Across engineering and scientific domains, traditional deep learning (TDL) models perform well when training and test data share the same distribution. However, the dynamic nature of real-world data, broadly termed \textit{data shift}, renders TDL models prone to rapid performance degradation, requiring costly relabeling and inefficient retraining. Meta-learning, which enables models to adapt quickly to new data with few examples, offers a promising alternative for mitigating these challenges. Here, we systematically compare TDL with fine-tuning and optimization-based meta-learning algorithms to assess their ability to address data shift in time-series classification.
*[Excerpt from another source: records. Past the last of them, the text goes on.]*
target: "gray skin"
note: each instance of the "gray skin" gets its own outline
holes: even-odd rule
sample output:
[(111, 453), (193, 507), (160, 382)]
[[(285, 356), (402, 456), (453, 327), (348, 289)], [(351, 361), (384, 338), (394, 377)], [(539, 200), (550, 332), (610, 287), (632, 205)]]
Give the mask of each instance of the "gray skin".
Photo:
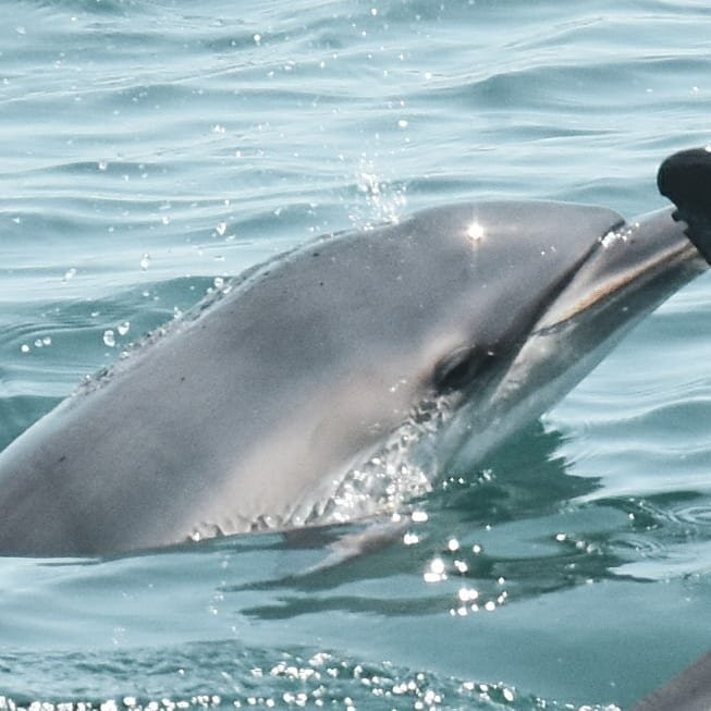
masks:
[(0, 454), (0, 553), (318, 522), (343, 477), (438, 399), (438, 470), (478, 459), (703, 270), (685, 229), (671, 210), (625, 224), (597, 207), (471, 203), (253, 269)]

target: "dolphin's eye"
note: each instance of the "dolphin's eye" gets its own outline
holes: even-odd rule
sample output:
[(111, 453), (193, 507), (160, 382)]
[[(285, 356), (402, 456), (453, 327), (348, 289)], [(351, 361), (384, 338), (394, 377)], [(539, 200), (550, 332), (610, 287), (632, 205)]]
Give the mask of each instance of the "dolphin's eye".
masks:
[(464, 388), (492, 357), (491, 351), (478, 346), (457, 348), (434, 367), (434, 389), (450, 392)]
We introduce a controlled, task-oriented seismic benchmark (SeisTask) and show that meta-learning typically achieves faster and more stable adaptation with reduced overfitting in data-scarce regimes and smaller model architectures. As data availability and model capacity increase, its advantages diminish, with TDL with fine-tuning performing comparably. Finally, we examine how task diversity influences meta-learning and find that alignment between training and test distributions, rather than diversity alone, drives performance gains. Overall, this work provides a systematic evaluation of when and why meta-learning outperforms TDL under data shift and contributes SeisTask as a benchmark for advancing adaptive learning research in time-series domains.